Dinner was beans on toast, using bread from the last of the Daniels' stash. The taste was plain but filling.
They ate mostly in silence until Margaret broke it with a quiet question. "Do you think it's only here? Just our county? Or is it… everywhere?"
No one answered immediately.
Robert set down his fork. "It started somewhere. Probably the city. But things spread. News stopped for a reason."
Margaret's face tightened. "So you think the whole country—?"
Alex interrupted gently. "We don't know. Maybe other places are fine. Maybe the government's fixing it."
He didn't believe his own words, but he said them anyway. For her sake.
That night, Alex sat by the window with his notebook. The boards across the glass left only thin slits of view, but moonlight filtered through. The yard was still, shadows of fence posts stretching long across the grass.
He wrote:
Day 6 – Tasks Completed:
Secured basement door
Inventory medicine
Garden maintenance begun
Notes:
Supplies holding steady but fragile.
Fence line needs constant checking.
Mom anxious. Dad quieter than usual. Both coping in their own ways.

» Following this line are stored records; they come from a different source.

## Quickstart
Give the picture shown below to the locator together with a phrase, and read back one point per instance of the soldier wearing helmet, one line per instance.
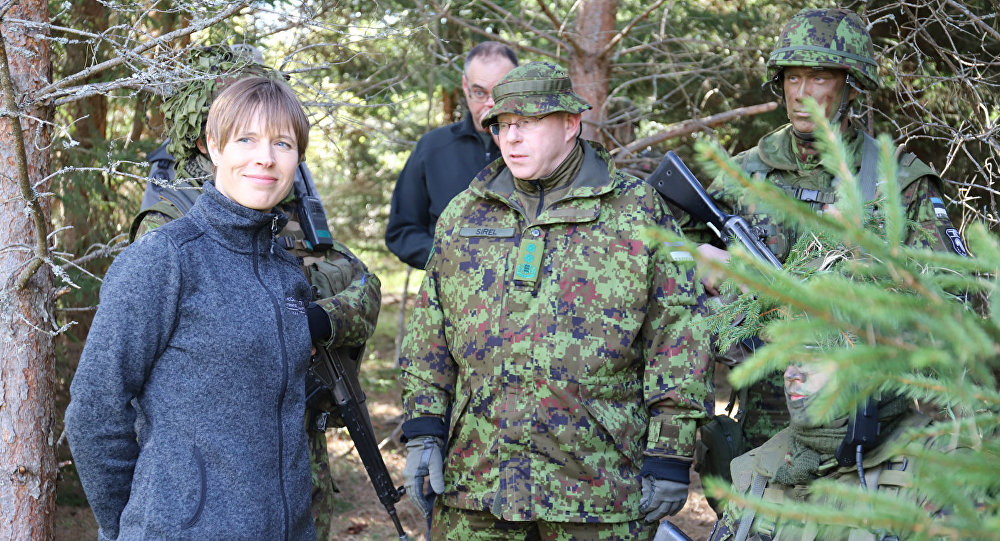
(570, 351)
(348, 295)
(827, 55)
(782, 470)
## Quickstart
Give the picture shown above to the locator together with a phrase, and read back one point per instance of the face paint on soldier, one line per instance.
(823, 85)
(256, 167)
(801, 385)
(480, 76)
(534, 152)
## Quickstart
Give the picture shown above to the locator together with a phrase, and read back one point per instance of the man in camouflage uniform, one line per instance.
(348, 295)
(570, 349)
(825, 54)
(782, 469)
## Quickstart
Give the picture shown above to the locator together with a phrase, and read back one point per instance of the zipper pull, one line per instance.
(274, 232)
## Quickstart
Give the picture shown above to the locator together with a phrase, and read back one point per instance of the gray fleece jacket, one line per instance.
(202, 324)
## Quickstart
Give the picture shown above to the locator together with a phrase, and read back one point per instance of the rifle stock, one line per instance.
(349, 399)
(678, 185)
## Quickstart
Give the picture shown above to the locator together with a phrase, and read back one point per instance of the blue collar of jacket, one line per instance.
(233, 225)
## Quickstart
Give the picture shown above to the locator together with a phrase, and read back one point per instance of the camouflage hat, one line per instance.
(827, 38)
(533, 89)
(211, 69)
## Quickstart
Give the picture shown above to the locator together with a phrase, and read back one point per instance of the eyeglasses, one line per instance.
(477, 95)
(526, 124)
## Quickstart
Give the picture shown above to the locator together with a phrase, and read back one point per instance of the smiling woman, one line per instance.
(257, 134)
(193, 372)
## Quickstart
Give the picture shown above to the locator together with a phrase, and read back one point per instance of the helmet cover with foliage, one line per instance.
(534, 89)
(211, 69)
(826, 38)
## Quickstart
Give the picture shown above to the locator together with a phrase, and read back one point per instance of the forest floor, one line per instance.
(358, 515)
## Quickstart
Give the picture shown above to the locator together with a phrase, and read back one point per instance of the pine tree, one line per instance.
(893, 319)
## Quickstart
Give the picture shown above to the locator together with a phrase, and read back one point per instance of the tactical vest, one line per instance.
(753, 471)
(781, 237)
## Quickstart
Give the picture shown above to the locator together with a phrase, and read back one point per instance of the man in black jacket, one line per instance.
(446, 159)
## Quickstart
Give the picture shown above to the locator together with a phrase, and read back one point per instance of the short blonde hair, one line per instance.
(245, 99)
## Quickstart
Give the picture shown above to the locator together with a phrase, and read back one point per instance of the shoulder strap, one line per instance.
(868, 175)
(752, 163)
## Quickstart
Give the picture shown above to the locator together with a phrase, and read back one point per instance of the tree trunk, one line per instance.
(590, 62)
(27, 438)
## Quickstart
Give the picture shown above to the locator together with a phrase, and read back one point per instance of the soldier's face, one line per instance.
(534, 152)
(480, 76)
(823, 85)
(807, 380)
(256, 167)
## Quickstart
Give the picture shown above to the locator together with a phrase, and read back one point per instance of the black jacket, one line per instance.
(441, 166)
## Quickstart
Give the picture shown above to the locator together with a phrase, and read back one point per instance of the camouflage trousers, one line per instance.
(323, 487)
(765, 412)
(450, 523)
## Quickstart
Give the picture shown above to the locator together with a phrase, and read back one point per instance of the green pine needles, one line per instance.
(892, 318)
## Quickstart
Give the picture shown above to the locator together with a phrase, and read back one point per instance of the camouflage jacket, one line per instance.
(774, 159)
(888, 472)
(559, 385)
(346, 290)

He tapped the pen against the paper, thinking. Then added:
Thought: The quiet is worse than noise. Feels like the world is holding its breath. Waiting.
Later, as he lay in bed, he heard it.
Not coyotes this time. Not wind.
A low, distant thud. Like something heavy falling. Then silence.
Alex froze, breath shallow. He waited. A second thud came, softer, followed by a dragging scrape.
It stopped.
He sat up slowly, shotgun in hand, and crept to the window. He peered through the narrow gap between boards.
Nothing. The yard was empty. The fence line unmoving.
He stayed there long after the sounds ceased, staring at shadows until his eyes burned. Finally, he backed away, closed the notebook on his desk, and whispered to himself:
"Tomorrow, we check the perimeter. Twice."
Only then did he return to bed, though sleep never truly came.